- Born: October 16, 1902 Madison, Wisconsin, US
- Died: June 6, 1986 (aged 83) Chicago, Illinois, US
- Occupation: Sportswriter
- Known for: Baseball writing
- Spouses: Marie Bannon (d. 1953); ; Kay Naughton ​(m. 1956)​
- Children: 1
- Awards: J. G. Taylor Spink Award (1974)

= John Carmichael (sportswriter) =

American sportswriter

John Peter Carmichael (October 16, 1902 – June 6, 1986) was an American sportswriter for over 40 years, primarily in Chicago.

==Biography==
Carmichael began his career with the Milwaukee Leader in 1924. He moved to Chicago in 1927, where he wrote for the Chicago Herald-Examiner until 1932, then the Chicago Daily News, where his column "The Barbershop" ran for 38 years.

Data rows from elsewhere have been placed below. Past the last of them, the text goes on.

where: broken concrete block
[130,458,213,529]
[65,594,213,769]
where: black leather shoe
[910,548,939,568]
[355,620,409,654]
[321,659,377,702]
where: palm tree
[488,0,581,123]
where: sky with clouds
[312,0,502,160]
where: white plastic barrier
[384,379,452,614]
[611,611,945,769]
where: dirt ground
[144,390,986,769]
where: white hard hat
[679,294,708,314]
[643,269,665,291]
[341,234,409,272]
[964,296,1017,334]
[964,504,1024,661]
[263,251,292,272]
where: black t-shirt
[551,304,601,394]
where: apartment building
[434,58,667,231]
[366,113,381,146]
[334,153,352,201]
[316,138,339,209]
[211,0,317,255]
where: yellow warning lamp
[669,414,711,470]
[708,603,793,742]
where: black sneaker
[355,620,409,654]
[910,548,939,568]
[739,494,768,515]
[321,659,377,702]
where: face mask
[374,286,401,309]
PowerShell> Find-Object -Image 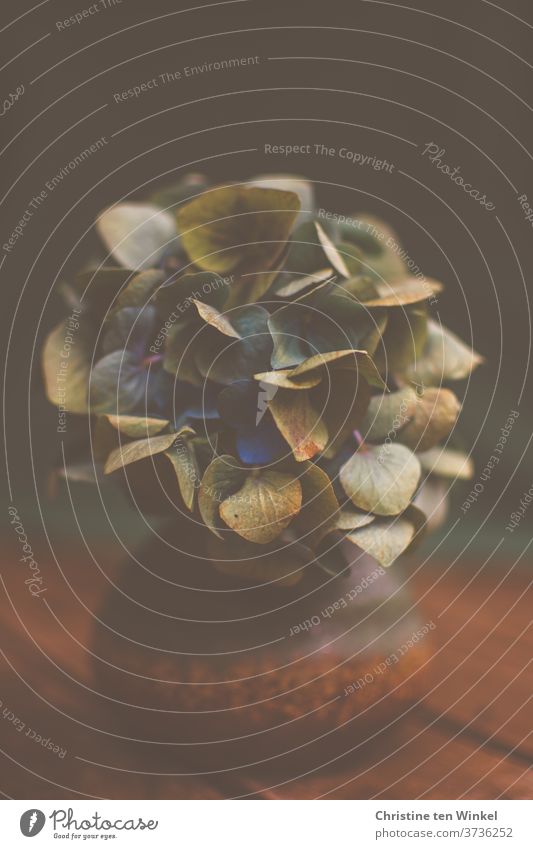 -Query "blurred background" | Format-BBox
[0,0,533,796]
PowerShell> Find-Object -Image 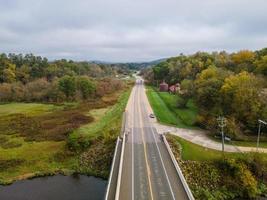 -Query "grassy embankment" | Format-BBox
[167,135,267,200]
[147,87,267,148]
[147,86,197,128]
[0,86,132,184]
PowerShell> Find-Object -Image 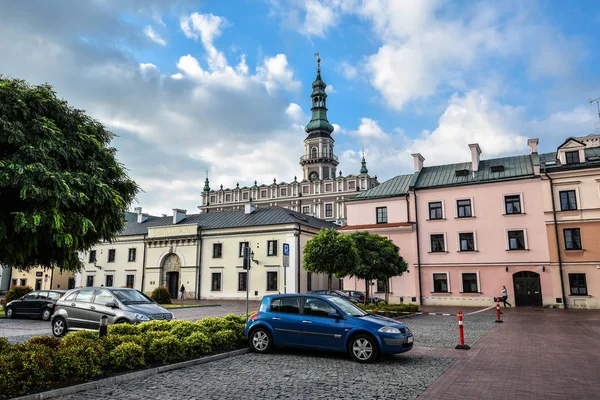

Carmichael became sports editor of the Daily News in 1943. He also served as editor for the Who's Who in the Major Leagues from 1938 to 1954.

Carmichael retired in 1972 and was voted the J. G. Taylor Spink Award, the highest award issued by the Baseball Writers' Association of America (BBWAA), in 1974. Carmichael died in Chicago in June 1986 at age 83. His first wife had died in 1953; he remarried in 1956, and was survived by his second wife and a son.